O Tempo Silencioso de Alberto
O Tempo Silencioso de Alberto
Alberto é um homem de poucas palavras, mas de olhares longos. Mora sozinho numa casa antiga, onde cada parede parece guardar uma história, e onde o tempo não passa — ele caminha. Viúvo há mais de uma década, rodeado por fotografias emolduradas e livros de capa gasta, Alberto vive entre memórias e ponteiros, sempre com um relógio de bolso no colete — um artefacto precioso que pertenceu ao seu avô e que, segundo ele, já viu mais de 120 anos de mundo.
"Este relógio não mede só o tempo. Mede vidas", diz com voz firme, enquanto o segura com delicadeza, como se temesse acordar os segundos adormecidos. Para Alberto, o tempo nunca foi apenas uma sucessão de minutos. É, como ele costuma dizer, “uma locomotiva silenciosa rumo ao infinito, que vai deixando os passageiros pelo caminho”. E cada tique-taque, para ele, é um aceno desses passageiros, uma saudade.

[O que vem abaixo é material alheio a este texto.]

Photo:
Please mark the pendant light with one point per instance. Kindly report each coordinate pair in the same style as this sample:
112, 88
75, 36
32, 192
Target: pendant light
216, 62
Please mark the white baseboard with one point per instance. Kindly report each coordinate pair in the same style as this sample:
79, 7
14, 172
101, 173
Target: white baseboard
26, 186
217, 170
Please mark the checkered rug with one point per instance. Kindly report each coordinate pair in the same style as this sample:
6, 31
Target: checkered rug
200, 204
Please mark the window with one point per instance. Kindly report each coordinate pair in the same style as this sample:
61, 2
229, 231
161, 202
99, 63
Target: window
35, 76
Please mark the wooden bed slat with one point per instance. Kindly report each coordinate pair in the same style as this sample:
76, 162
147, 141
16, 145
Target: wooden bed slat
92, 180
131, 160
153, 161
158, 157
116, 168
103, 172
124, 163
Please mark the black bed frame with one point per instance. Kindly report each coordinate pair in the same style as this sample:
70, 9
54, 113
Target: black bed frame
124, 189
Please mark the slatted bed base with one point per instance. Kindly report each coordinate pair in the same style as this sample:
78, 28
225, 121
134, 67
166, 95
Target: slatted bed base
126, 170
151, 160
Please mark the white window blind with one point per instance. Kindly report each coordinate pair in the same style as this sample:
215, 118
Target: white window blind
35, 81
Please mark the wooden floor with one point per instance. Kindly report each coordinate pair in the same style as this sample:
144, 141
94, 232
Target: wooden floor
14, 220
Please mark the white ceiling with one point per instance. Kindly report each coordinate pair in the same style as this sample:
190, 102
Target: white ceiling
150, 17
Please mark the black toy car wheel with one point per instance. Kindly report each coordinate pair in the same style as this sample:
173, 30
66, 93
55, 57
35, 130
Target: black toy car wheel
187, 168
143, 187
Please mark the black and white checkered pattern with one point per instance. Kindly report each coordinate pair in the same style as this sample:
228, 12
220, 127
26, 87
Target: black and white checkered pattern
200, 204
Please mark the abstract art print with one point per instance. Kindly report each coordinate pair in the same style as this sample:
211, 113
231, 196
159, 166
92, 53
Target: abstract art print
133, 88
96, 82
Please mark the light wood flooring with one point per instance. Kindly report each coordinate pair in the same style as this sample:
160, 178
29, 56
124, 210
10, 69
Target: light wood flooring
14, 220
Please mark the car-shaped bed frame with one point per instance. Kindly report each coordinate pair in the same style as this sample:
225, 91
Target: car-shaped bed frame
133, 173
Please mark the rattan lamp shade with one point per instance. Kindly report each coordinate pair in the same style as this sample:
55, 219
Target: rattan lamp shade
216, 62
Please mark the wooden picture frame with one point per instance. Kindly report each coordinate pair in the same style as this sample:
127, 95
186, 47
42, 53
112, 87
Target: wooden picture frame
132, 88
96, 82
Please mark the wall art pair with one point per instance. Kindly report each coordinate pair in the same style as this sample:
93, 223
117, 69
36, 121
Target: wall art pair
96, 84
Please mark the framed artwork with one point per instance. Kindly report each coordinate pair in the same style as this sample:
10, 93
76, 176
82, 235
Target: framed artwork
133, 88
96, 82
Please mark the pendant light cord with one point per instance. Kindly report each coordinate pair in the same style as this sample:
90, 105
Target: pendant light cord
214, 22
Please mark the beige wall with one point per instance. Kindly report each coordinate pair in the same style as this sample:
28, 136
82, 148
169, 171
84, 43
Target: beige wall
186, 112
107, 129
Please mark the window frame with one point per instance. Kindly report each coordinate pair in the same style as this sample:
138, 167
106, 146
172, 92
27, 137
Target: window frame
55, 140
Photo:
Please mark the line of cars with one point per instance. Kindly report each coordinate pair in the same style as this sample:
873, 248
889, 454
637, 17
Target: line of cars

A sua casa é um templo dedicado à ordem do tempo: o relógio de parede da sala nunca atrasa, nem adianta. Está sempre certo — como se seguisse um fuso horário apenas conhecido por Alberto. No silêncio da casa, ouve-se o compasso ritmado dos ponteiros, quase como uma música antiga que embala a solidão.
Mas há dias em que o tempo parece recuar: são os dias em que os filhos e netos o visitam. Nessas ocasiões, Alberto arruma o relógio de bolso na mesinha ao lado da poltrona e dedica-se inteiramente ao presente. Os risos dos netos enchem as divisões, e os cheiros da comida caseira recordam os almoços de outros tempos, partilhados com a sua mulher, Maria, cuja ausência ainda ecoa entre os talheres alinhados com rigor.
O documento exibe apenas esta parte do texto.